I was feeling suicidal all last week. For me, suicidal ideations usually occur when there is a worsening of the biological depressive state itself. However, there always seems to be some pretty rational arguments for leaving such a painful existence. I can only tell you that this emotional state can disappear as quickly as it appears. It can also reappear quickly, which makes it even harder for me to gather strength to fight it again. I try to hold on to the idea that it will pass. However, while I am in the middle of it, I don't see how things can ever be better. One of my doctors described to me his impression of how one experiences severe depression. He said that there is a "timelessness" about it. It seems to have no beginning and no end.

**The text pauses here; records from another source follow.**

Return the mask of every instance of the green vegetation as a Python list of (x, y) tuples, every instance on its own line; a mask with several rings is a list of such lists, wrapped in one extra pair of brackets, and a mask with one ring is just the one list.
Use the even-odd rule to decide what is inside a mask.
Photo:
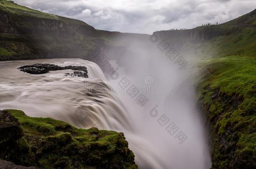
[(24, 6), (20, 5), (13, 1), (0, 0), (0, 10), (10, 13), (12, 14), (34, 16), (39, 18), (57, 19), (58, 16), (34, 10)]
[(19, 110), (3, 111), (18, 119), (24, 136), (11, 144), (12, 149), (3, 150), (4, 155), (0, 152), (0, 159), (42, 169), (138, 168), (123, 133), (78, 129), (51, 118), (29, 117)]

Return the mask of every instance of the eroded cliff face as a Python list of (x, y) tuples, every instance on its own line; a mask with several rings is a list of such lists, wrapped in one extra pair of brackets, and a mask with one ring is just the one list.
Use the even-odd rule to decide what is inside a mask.
[(39, 169), (138, 169), (122, 133), (77, 129), (15, 110), (0, 111), (0, 160)]

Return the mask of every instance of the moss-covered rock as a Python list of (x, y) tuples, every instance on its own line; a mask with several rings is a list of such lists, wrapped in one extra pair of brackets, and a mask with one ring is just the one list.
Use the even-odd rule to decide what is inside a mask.
[(11, 149), (1, 149), (0, 158), (42, 169), (138, 168), (123, 133), (77, 129), (50, 118), (29, 117), (18, 110), (2, 112), (17, 118), (24, 135), (19, 135)]

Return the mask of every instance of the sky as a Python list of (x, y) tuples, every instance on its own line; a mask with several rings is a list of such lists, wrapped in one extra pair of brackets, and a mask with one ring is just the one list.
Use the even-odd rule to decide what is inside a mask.
[(14, 0), (96, 29), (152, 34), (223, 23), (253, 10), (256, 0)]

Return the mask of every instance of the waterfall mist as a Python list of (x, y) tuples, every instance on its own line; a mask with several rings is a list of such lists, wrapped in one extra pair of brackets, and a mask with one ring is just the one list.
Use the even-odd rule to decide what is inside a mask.
[[(158, 43), (125, 43), (130, 45), (123, 52), (107, 51), (114, 67), (104, 72), (107, 80), (97, 65), (80, 59), (0, 63), (0, 108), (123, 132), (141, 169), (209, 168), (204, 122), (191, 78), (193, 59), (183, 55), (187, 64), (181, 69)], [(43, 63), (86, 66), (89, 78), (64, 76), (71, 70), (32, 75), (17, 69)], [(124, 80), (128, 82), (125, 87)], [(133, 85), (136, 94), (129, 92)], [(147, 100), (143, 104), (138, 102), (141, 94)]]

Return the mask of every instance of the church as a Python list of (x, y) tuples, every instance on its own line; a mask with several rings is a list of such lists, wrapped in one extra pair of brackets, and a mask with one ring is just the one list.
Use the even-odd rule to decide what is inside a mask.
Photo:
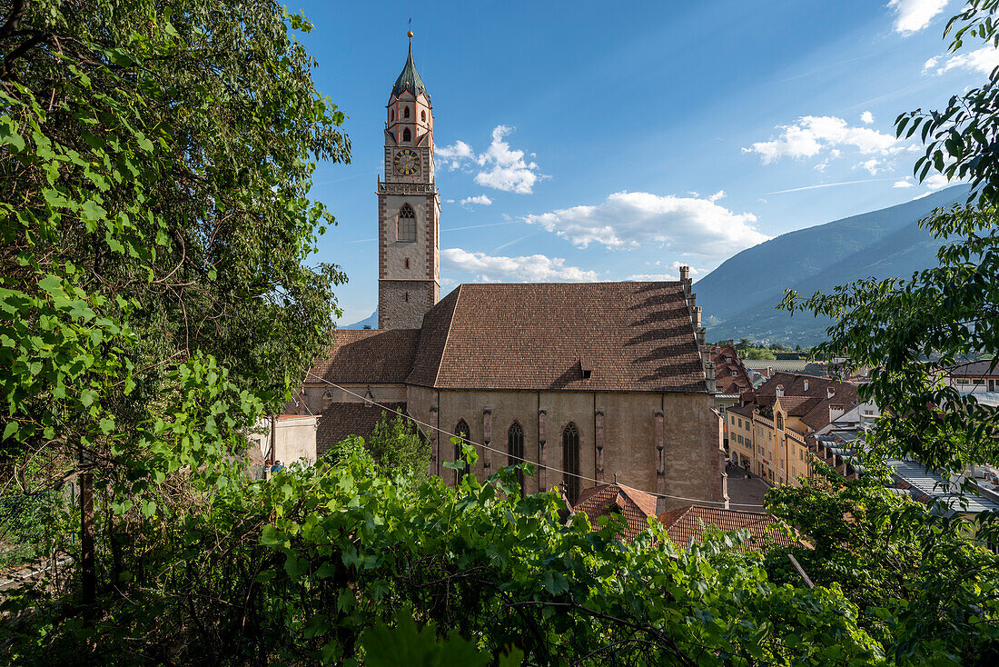
[[(379, 328), (338, 330), (300, 411), (322, 454), (385, 406), (423, 424), (430, 474), (454, 484), (522, 460), (532, 493), (571, 502), (617, 482), (662, 510), (727, 500), (714, 362), (689, 270), (674, 282), (464, 284), (441, 298), (431, 98), (409, 57), (386, 107), (378, 183)], [(471, 470), (444, 467), (474, 445)], [(672, 496), (665, 497), (665, 496)]]

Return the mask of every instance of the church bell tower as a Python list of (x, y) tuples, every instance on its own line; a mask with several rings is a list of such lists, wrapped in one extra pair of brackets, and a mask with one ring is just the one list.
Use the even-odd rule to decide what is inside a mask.
[(441, 299), (441, 198), (434, 111), (410, 55), (386, 106), (385, 181), (378, 184), (378, 327), (419, 329)]

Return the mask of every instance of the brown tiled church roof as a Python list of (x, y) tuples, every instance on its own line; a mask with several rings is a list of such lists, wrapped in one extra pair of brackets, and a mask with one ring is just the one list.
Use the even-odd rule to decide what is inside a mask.
[(750, 537), (739, 545), (739, 549), (763, 551), (772, 546), (792, 546), (801, 542), (788, 539), (778, 529), (779, 519), (763, 512), (740, 512), (738, 510), (716, 509), (688, 505), (658, 516), (666, 528), (669, 539), (680, 549), (685, 549), (690, 538), (701, 541), (705, 527), (714, 526), (724, 532), (748, 530)]
[[(406, 403), (385, 403), (390, 410), (406, 413)], [(377, 405), (365, 403), (331, 403), (319, 417), (316, 429), (316, 454), (322, 456), (349, 435), (360, 435), (367, 440), (375, 425), (386, 411)], [(389, 417), (394, 415), (389, 414)]]
[(425, 316), (408, 382), (707, 391), (680, 282), (461, 285)]
[(419, 340), (420, 329), (338, 329), (326, 357), (310, 372), (338, 384), (402, 384)]
[(597, 518), (611, 511), (620, 514), (627, 524), (621, 538), (630, 542), (648, 528), (648, 517), (655, 516), (655, 496), (623, 484), (604, 484), (584, 489), (572, 509), (585, 513), (594, 527)]

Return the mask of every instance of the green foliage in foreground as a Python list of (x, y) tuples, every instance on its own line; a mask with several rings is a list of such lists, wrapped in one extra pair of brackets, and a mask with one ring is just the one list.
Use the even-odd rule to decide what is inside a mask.
[(379, 475), (365, 457), (293, 466), (153, 517), (135, 545), (142, 571), (106, 593), (94, 628), (54, 622), (59, 600), (20, 598), (35, 615), (22, 612), (8, 657), (53, 664), (85, 646), (104, 664), (351, 664), (364, 633), (406, 608), (488, 655), (516, 647), (524, 664), (881, 658), (835, 584), (774, 584), (726, 537), (685, 552), (653, 527), (625, 545), (615, 525), (563, 525), (560, 509), (553, 494), (520, 498), (511, 470), (456, 490)]
[[(999, 662), (999, 556), (969, 539), (977, 526), (888, 488), (883, 464), (866, 460), (855, 480), (822, 463), (802, 486), (780, 486), (767, 508), (807, 535), (790, 551), (811, 580), (837, 584), (860, 625), (892, 662)], [(796, 583), (783, 551), (771, 553), (774, 581)]]
[(352, 435), (331, 447), (325, 456), (337, 462), (362, 452), (371, 456), (385, 475), (423, 474), (431, 463), (430, 442), (416, 425), (405, 417), (389, 417), (384, 410), (367, 442), (359, 435)]

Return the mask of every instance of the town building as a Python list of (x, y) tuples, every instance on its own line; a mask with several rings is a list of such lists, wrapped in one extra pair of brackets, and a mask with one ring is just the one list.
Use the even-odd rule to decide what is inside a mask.
[[(430, 473), (449, 484), (527, 461), (527, 493), (561, 486), (574, 502), (616, 478), (723, 503), (714, 364), (689, 269), (672, 282), (467, 284), (440, 299), (434, 114), (412, 43), (384, 160), (379, 329), (337, 331), (296, 397), (320, 416), (319, 451), (370, 434), (388, 408), (420, 423)], [(469, 471), (444, 467), (462, 450), (453, 436), (477, 449)]]
[(700, 505), (681, 505), (659, 512), (654, 496), (623, 484), (605, 484), (587, 489), (572, 510), (584, 513), (594, 528), (598, 527), (601, 517), (619, 515), (624, 525), (618, 535), (626, 542), (647, 530), (651, 521), (662, 524), (669, 541), (680, 549), (702, 542), (704, 532), (710, 528), (723, 532), (748, 531), (749, 539), (739, 545), (742, 550), (762, 552), (774, 546), (804, 545), (799, 539), (788, 536), (789, 531), (783, 528), (785, 524), (765, 512), (742, 512)]
[(957, 364), (947, 369), (947, 380), (964, 393), (999, 392), (999, 364), (992, 359)]
[(799, 485), (809, 447), (830, 423), (857, 408), (857, 389), (827, 378), (774, 373), (743, 404), (728, 408), (729, 460), (770, 484)]

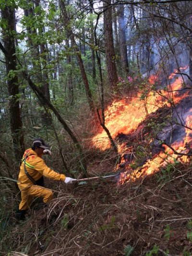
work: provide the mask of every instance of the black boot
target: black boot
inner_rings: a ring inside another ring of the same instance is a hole
[[[26,210],[19,210],[18,209],[16,212],[15,218],[17,220],[25,220]]]

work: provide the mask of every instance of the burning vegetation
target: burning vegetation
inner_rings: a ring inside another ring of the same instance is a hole
[[[106,109],[106,126],[121,156],[115,169],[120,171],[119,184],[154,173],[170,164],[189,161],[192,144],[191,87],[183,88],[184,78],[176,70],[169,79],[167,86],[156,90],[158,78],[152,75],[136,97],[114,101]],[[110,147],[105,131],[93,142],[102,151]]]

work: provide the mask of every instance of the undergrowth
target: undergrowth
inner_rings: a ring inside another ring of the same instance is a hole
[[[1,253],[191,255],[191,165],[177,167],[163,185],[154,175],[121,185],[60,184],[49,207],[35,207],[23,223],[1,223]]]

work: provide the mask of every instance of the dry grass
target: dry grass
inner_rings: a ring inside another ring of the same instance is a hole
[[[128,244],[132,255],[144,255],[156,244],[159,255],[189,253],[192,173],[190,165],[179,169],[164,184],[151,175],[122,185],[112,179],[60,184],[49,207],[35,210],[1,243],[29,256],[124,255]]]

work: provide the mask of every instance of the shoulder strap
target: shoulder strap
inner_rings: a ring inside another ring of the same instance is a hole
[[[30,156],[35,156],[35,154],[31,154],[31,155],[29,155],[28,156],[27,156],[27,157],[30,157]],[[22,161],[21,161],[21,164],[23,163],[23,162],[24,160],[25,161],[25,160],[26,160],[26,158],[24,158],[24,159],[22,160]]]
[[[27,157],[29,157],[29,156],[32,156],[32,155],[35,155],[35,154],[31,154],[31,155],[29,155],[29,156],[27,156],[27,153],[26,153],[25,157],[24,158],[24,160],[23,161],[24,161],[24,172],[25,172],[25,174],[27,175],[27,176],[29,179],[29,180],[30,180],[31,181],[32,181],[33,182],[33,183],[34,184],[35,184],[35,185],[36,185],[36,182],[34,181],[34,180],[33,179],[33,178],[27,172],[27,170],[26,169],[26,167],[25,167],[25,161],[26,161],[26,159]]]

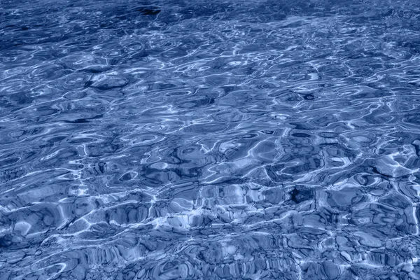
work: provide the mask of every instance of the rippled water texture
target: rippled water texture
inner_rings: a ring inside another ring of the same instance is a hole
[[[417,0],[0,1],[0,279],[419,279]]]

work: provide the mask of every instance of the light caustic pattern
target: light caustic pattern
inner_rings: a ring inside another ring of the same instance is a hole
[[[1,279],[419,279],[417,1],[0,3]]]

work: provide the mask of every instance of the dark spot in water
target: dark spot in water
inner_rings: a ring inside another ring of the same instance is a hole
[[[160,13],[160,9],[156,7],[141,7],[136,9],[136,11],[140,12],[143,15],[156,15]]]

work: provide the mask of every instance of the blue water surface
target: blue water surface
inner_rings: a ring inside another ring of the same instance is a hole
[[[420,279],[418,0],[1,0],[0,279]]]

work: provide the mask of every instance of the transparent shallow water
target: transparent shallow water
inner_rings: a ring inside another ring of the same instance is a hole
[[[420,279],[416,1],[0,2],[0,279]]]

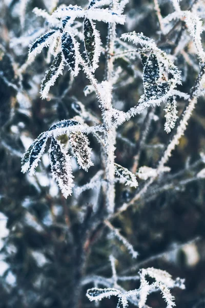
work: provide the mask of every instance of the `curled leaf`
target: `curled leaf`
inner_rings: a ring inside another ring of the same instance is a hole
[[[80,131],[70,134],[70,143],[77,162],[86,171],[93,164],[91,160],[91,149],[88,137]]]
[[[86,295],[90,301],[97,301],[112,295],[118,296],[120,294],[120,291],[114,288],[101,289],[93,287],[87,291]]]

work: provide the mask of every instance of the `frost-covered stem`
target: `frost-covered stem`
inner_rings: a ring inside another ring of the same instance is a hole
[[[176,133],[174,135],[161,158],[157,168],[158,173],[160,173],[165,164],[168,162],[169,158],[171,156],[171,152],[174,149],[175,146],[178,144],[179,140],[184,133],[187,128],[188,121],[192,115],[192,111],[194,109],[197,100],[194,98],[190,101],[190,103],[186,107],[184,112],[183,116],[181,120],[179,125],[177,128]]]
[[[196,80],[195,83],[191,90],[190,97],[186,102],[186,106],[184,110],[177,122],[175,129],[173,131],[171,141],[169,141],[166,149],[159,161],[157,167],[156,176],[151,178],[150,180],[146,183],[142,189],[137,192],[129,203],[122,204],[119,208],[117,212],[114,215],[112,215],[112,218],[126,210],[130,206],[133,205],[137,201],[139,200],[142,196],[146,193],[150,186],[155,180],[158,175],[161,172],[165,164],[167,163],[169,157],[171,156],[172,151],[175,148],[176,145],[178,144],[179,139],[181,136],[183,136],[187,128],[188,121],[190,118],[192,112],[197,101],[197,98],[199,94],[199,89],[200,87],[200,82],[204,73],[205,63],[203,63],[202,65],[198,78]]]
[[[165,32],[165,31],[164,31],[165,28],[164,28],[164,26],[163,26],[163,24],[162,17],[161,15],[160,9],[159,7],[159,4],[158,3],[158,0],[154,0],[154,9],[155,10],[157,18],[158,18],[158,21],[159,24],[159,27],[160,27],[160,28],[162,33],[163,34],[164,32]]]
[[[135,174],[137,171],[139,160],[141,151],[145,145],[145,142],[149,133],[150,125],[154,115],[154,112],[151,108],[148,109],[147,114],[145,118],[143,125],[140,130],[140,134],[137,146],[136,155],[134,157],[134,164],[132,167],[132,172]]]
[[[192,111],[197,102],[198,89],[200,87],[201,79],[205,72],[204,69],[205,63],[202,65],[195,84],[191,89],[190,98],[186,101],[184,110],[178,122],[178,125],[176,126],[176,129],[173,131],[171,141],[169,142],[159,161],[157,167],[158,174],[160,172],[165,164],[168,162],[169,158],[171,155],[172,151],[178,144],[180,138],[184,133],[188,124],[188,121],[191,117]]]

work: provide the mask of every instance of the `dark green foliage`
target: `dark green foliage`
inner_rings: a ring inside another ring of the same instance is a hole
[[[75,67],[75,47],[71,35],[68,32],[62,35],[61,38],[62,52],[65,60],[73,71]]]
[[[92,65],[95,50],[95,35],[92,23],[87,18],[84,21],[84,34],[86,54]]]

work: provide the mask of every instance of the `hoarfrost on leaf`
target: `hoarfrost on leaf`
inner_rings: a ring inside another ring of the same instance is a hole
[[[29,59],[35,56],[38,53],[40,53],[44,47],[48,47],[58,35],[59,31],[51,31],[46,33],[44,35],[38,37],[33,43],[30,48],[29,52]]]
[[[95,25],[88,18],[84,21],[84,34],[87,57],[92,70],[94,71],[98,67],[101,41]]]
[[[53,178],[67,198],[71,195],[74,186],[71,158],[63,148],[60,142],[53,137],[51,138],[49,157]]]
[[[77,158],[79,165],[86,171],[88,171],[93,164],[91,160],[91,149],[88,137],[80,131],[71,133],[69,141],[73,149],[74,156]]]
[[[64,32],[61,37],[62,52],[66,62],[76,76],[79,71],[79,43],[68,32]]]

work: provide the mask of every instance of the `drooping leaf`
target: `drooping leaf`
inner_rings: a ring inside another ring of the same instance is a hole
[[[64,120],[51,126],[48,130],[48,131],[58,128],[64,128],[68,127],[69,126],[73,126],[73,125],[77,125],[77,124],[79,124],[79,122],[76,121],[73,121],[72,120]]]
[[[65,60],[71,70],[76,75],[78,72],[77,55],[78,43],[68,32],[64,32],[61,37],[62,52]]]
[[[70,20],[70,18],[71,18],[71,17],[70,17],[70,16],[68,16],[68,17],[67,17],[65,19],[63,20],[63,21],[62,21],[62,25],[63,25],[63,28],[64,29],[66,27],[66,26],[67,25],[67,23],[68,23],[68,21],[69,21]]]
[[[89,168],[93,165],[91,160],[91,149],[89,147],[90,142],[88,137],[80,131],[71,133],[69,137],[74,157],[80,167],[88,171]]]
[[[37,38],[31,46],[29,58],[30,58],[32,55],[36,55],[37,53],[39,53],[44,47],[49,46],[55,35],[57,33],[57,31],[51,31]]]
[[[151,51],[144,67],[143,84],[145,100],[157,100],[169,91],[168,82],[159,82],[159,65],[156,55]]]
[[[115,174],[119,177],[120,181],[126,185],[128,185],[131,187],[136,187],[138,183],[134,174],[118,164],[115,164]]]
[[[87,18],[84,21],[84,34],[86,55],[89,62],[94,70],[98,66],[101,41],[95,25]]]
[[[71,195],[74,186],[70,157],[65,152],[60,142],[53,137],[51,138],[49,157],[53,178],[67,198]]]
[[[63,73],[63,68],[64,63],[62,53],[60,52],[55,57],[42,81],[40,93],[43,99],[47,97],[50,88],[53,86],[59,75]]]
[[[165,130],[170,132],[174,128],[176,121],[178,119],[177,110],[176,109],[176,101],[173,97],[169,98],[166,102],[165,108],[166,122],[165,124]]]
[[[48,138],[47,134],[43,132],[30,146],[22,160],[23,172],[29,170],[31,175],[34,174],[35,167],[44,152]]]
[[[101,289],[93,287],[87,291],[86,295],[90,301],[98,301],[112,295],[117,296],[120,294],[120,291],[114,288]]]
[[[128,306],[128,302],[127,300],[126,297],[125,296],[120,297],[117,303],[117,308],[127,308]]]

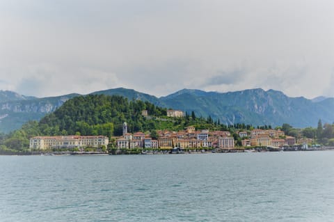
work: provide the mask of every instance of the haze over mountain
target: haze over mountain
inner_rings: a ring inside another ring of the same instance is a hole
[[[40,120],[54,111],[66,100],[79,94],[36,98],[19,95],[10,91],[0,91],[0,131],[8,132],[24,122]],[[319,101],[305,97],[289,97],[277,90],[261,88],[236,92],[205,92],[183,89],[165,97],[157,97],[133,89],[118,88],[90,94],[118,95],[128,100],[148,101],[155,105],[180,109],[196,116],[219,119],[221,122],[244,122],[253,125],[273,127],[289,123],[294,127],[315,127],[319,119],[323,122],[334,121],[334,98]]]

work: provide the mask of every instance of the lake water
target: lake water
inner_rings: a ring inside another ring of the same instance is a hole
[[[0,156],[0,221],[334,221],[334,152]]]

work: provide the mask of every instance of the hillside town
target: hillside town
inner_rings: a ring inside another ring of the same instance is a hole
[[[250,132],[237,132],[242,143],[241,147],[235,145],[235,141],[228,131],[196,130],[193,126],[184,130],[173,132],[158,130],[157,139],[143,132],[129,133],[126,122],[122,125],[122,135],[113,138],[113,146],[118,150],[145,148],[149,150],[171,149],[218,150],[221,151],[243,150],[247,147],[271,147],[282,148],[296,144],[296,138],[285,136],[280,129],[253,129]],[[298,141],[307,145],[309,141]],[[35,136],[30,139],[31,149],[77,149],[83,151],[85,148],[101,148],[111,145],[109,139],[104,136]],[[101,150],[100,149],[99,150]]]

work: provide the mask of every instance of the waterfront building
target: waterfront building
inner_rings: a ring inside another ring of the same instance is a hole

Who can argue with you about how rational it is for *you* to commit suicide? To simply say that it makes no sense makes no sense. I would only encourage you to continue to search for your own reasons to stay alive. It appears that you have already found some good ones. I wish that I could guarantee to myself that I will always be strong enough and find my own reasons during my worst times. I am afraid to make such a commitment, for doing so may represent a commitment to endure more pain.
You see, you are not alone.
I am glad that you have found enough reason to live another day. Who else is going to help me through my severe and excruciating experiences? (I am selfish).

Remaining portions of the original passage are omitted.